En aquel lugar perdido, lleno de personas que se habían olvidado de sí mismas, nadie se acostumbraba jamás a las pesadillas que las acosaban cada noche. También Julia tenía la suya, aunque nunca se la hubiera contado a nadie. Ni siquiera al doctor Engels.

Las pesadillas eran la clave de todo. Era la conclusión a la que había llegado durante los años que llevaba allí encerrada. No sabía qué significaba eso, de qué podrían ser la clave las pesadillas. Pero estaba segura de que no sólo dejarían al descubierto todos los recuerdos perdidos. Y la respuesta podía estar tras esa puerta oculta.

El clamor de la alarma de incendios que perforaba el aire cesó con la misma brusquedad con que había comenzado. Y Julia entró en la oscuridad sin mirar atrás. En la más completa oscuridad.

Capítulo 23

T
ras unos minutos caminando por el desierto, el sudor empezó a deslizarse por la frente de Jack, a pesar de que llevaba puesta su vieja gorra de los Lobos de Nuevo México, el equipo de baloncesto de su universidad. Se la quitó un momento y se secó con la mano. El sol, elevado sobre el horizonte, empezaba a caer como una losa sobre Monument Valley.

A los lados del camino, la escasa vegetación desértica ponía una nota verdusca y parda en el amarillo y naranja del terreno. Era increíble imaginar a los indios campando por ese territorio a la caza del búfalo.
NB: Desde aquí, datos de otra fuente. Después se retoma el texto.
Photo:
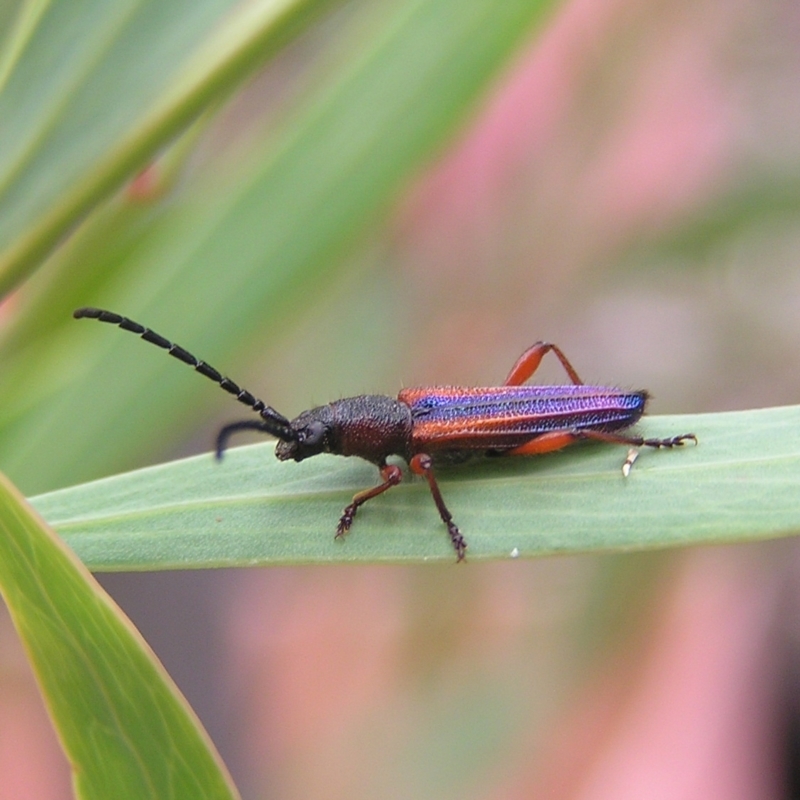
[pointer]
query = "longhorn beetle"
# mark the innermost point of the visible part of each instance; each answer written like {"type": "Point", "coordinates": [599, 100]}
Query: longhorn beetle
{"type": "Point", "coordinates": [434, 423]}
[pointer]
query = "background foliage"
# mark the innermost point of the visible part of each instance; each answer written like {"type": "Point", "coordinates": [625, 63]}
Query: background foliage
{"type": "Point", "coordinates": [625, 184]}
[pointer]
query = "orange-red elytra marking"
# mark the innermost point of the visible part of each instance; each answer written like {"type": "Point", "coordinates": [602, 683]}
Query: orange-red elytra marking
{"type": "Point", "coordinates": [433, 423]}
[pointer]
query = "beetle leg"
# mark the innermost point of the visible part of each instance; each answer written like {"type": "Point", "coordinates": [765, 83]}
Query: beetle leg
{"type": "Point", "coordinates": [637, 441]}
{"type": "Point", "coordinates": [391, 474]}
{"type": "Point", "coordinates": [556, 440]}
{"type": "Point", "coordinates": [422, 464]}
{"type": "Point", "coordinates": [529, 362]}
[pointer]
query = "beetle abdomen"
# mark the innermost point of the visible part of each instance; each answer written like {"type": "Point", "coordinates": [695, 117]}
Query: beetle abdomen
{"type": "Point", "coordinates": [503, 417]}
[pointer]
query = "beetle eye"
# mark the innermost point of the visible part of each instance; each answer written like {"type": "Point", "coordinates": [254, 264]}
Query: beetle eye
{"type": "Point", "coordinates": [314, 434]}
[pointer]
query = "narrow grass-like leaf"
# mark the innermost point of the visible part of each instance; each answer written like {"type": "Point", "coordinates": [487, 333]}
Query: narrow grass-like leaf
{"type": "Point", "coordinates": [236, 256]}
{"type": "Point", "coordinates": [126, 730]}
{"type": "Point", "coordinates": [742, 482]}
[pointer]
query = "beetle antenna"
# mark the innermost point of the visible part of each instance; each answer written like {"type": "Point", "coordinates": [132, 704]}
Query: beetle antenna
{"type": "Point", "coordinates": [271, 421]}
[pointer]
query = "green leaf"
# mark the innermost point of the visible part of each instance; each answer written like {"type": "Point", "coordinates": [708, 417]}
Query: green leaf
{"type": "Point", "coordinates": [89, 92]}
{"type": "Point", "coordinates": [228, 261]}
{"type": "Point", "coordinates": [740, 483]}
{"type": "Point", "coordinates": [125, 728]}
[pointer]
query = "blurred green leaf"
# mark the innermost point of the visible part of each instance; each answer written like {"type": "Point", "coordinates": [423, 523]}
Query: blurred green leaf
{"type": "Point", "coordinates": [89, 92]}
{"type": "Point", "coordinates": [234, 254]}
{"type": "Point", "coordinates": [126, 729]}
{"type": "Point", "coordinates": [741, 483]}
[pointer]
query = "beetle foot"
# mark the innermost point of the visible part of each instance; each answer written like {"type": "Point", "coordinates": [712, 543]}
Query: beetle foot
{"type": "Point", "coordinates": [348, 515]}
{"type": "Point", "coordinates": [459, 542]}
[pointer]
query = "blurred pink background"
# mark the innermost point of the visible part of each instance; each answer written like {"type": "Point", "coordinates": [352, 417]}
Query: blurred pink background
{"type": "Point", "coordinates": [593, 178]}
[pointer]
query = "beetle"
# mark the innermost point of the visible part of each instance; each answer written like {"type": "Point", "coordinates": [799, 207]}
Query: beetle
{"type": "Point", "coordinates": [434, 424]}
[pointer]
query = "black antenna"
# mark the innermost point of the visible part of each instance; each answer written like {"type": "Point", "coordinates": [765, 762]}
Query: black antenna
{"type": "Point", "coordinates": [271, 421]}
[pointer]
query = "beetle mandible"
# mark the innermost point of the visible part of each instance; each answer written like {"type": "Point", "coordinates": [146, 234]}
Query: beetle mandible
{"type": "Point", "coordinates": [434, 423]}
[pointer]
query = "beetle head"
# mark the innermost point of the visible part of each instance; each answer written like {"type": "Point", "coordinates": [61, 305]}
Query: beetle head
{"type": "Point", "coordinates": [312, 436]}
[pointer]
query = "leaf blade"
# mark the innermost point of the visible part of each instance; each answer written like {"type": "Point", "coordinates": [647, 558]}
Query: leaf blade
{"type": "Point", "coordinates": [739, 484]}
{"type": "Point", "coordinates": [124, 726]}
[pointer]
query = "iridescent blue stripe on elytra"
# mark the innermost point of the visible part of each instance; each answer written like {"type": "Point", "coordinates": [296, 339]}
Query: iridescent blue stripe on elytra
{"type": "Point", "coordinates": [534, 408]}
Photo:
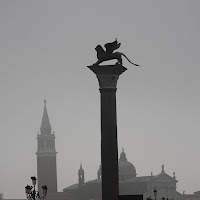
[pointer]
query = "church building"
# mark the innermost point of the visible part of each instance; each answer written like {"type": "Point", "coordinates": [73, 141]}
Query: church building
{"type": "Point", "coordinates": [129, 182]}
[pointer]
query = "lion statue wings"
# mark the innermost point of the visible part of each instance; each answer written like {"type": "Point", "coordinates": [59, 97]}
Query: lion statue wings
{"type": "Point", "coordinates": [109, 54]}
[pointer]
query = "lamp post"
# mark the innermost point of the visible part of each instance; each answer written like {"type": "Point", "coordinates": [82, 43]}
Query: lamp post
{"type": "Point", "coordinates": [33, 194]}
{"type": "Point", "coordinates": [155, 193]}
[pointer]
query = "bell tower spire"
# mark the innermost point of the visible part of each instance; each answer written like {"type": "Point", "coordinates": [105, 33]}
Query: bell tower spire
{"type": "Point", "coordinates": [46, 155]}
{"type": "Point", "coordinates": [45, 125]}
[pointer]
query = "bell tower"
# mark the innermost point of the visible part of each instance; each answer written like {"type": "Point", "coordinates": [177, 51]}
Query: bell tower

Si había un paraje que se asociara con las películas del Viejo Oeste, era ése sin ninguna duda: las altas mesas emergiendo de la tierra yerma como colosos de piedra, las aves carroñeras surcando el cielo sin nubes, o con nubes de albura insuperable; los cactus y chumberas desperdigados, tratando de robar algo de agua del subsuelo sobre el terreno seco…

Sumido en esos pensamientos, Jack llegó al punto desde el que había reconocido el paisaje del dibujo. No se detuvo. Fijó la mirada en la parte más baja, donde podía verse la roma zona pétrea indicada por la cruz que también estaba en el dibujo. Ahora, a pleno día, le parecía aún más evidente que allí había alguna clase de oquedad. La entrada de una cueva subterránea.

Bebió un largo trago de agua de su cantimplora y apretó el paso. Mientras descendía por la suave ladera no pudo evitar volver a recordar el sueño en que se le apareció Pedroche. Había algo en lo que le dijo que era incapaz de explicarse de un modo racional. Por eso estaba allí, a punto de alcanzar esa gruta marcada en un dibujo que no recordaba haber hecho, dispuesto a descubrir la verdad que ocultara.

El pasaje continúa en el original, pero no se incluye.